/***************************************************/
/*! \class Fir
    \brief STK general finite impulse response filter class.

    This class provides a generic digital filter structure that can be
    used to implement FIR filters.  For filters with feedback terms,
    the Iir class should be used.

    In particular, this class implements the standard difference
    equation:

    y[n] = b[0]*x[n] + ... + b[nb]*x[n-nb]

    The \e gain parameter is applied at the filter input and does not
    affect the coefficient values.  The default gain value is 1.0.
    This structure results in one extra multiply per computed sample,
    but allows easy control of the overall filter gain.

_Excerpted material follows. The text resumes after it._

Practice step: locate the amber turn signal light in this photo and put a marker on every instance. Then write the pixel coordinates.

    by Perry R. Cook and Gary P. Scavone, 1995--2017.
*/
/***************************************************/

#include "Fir.h"
#include <cmath>

namespace stk {

Fir :: Fir()
{
  // The default constructor should setup for pass-through.
  b_.push_back( 1.0 );

  inputs_.resize( 1, 1, 0.0 );
}

Fir :: Fir( std::vector<StkFloat> &coefficients )
{
  // Check the arguments.
  if ( coefficients.size() == 0 ) {
    oStream_ << "Fir: coefficient vector must have size > 0!";
    handleError( StkError::FUNCTION_ARGUMENT );
  }

  gain_ = 1.0;
  b_ = coefficients;

  inputs_.resize( b_.size(), 1, 0.0 );
  this->clear();
}

Fir :: ~Fir()
{
}

void Fir :: setCoefficients( std::vector<StkFloat> &coefficients, bool clearState )
{
  // Check the argument.
  if ( coefficients.size() == 0 ) {
    oStream_ << "Fir::setCoefficients: coefficient vector must have size > 0!";
    handleError( StkError::FUNCTION_ARGUMENT );
  }

  if ( b_.size() != coefficients.size() ) {
    b_ = coefficients;
    inputs_.resize( b_.size(), 1, 0.0 );
  }
  else {
    for ( unsigned int i=0; i<b_.size(); i++ ) b_[i] = coefficients[i];
  }

  if ( clearState ) this->clear();
}

} // stk namespace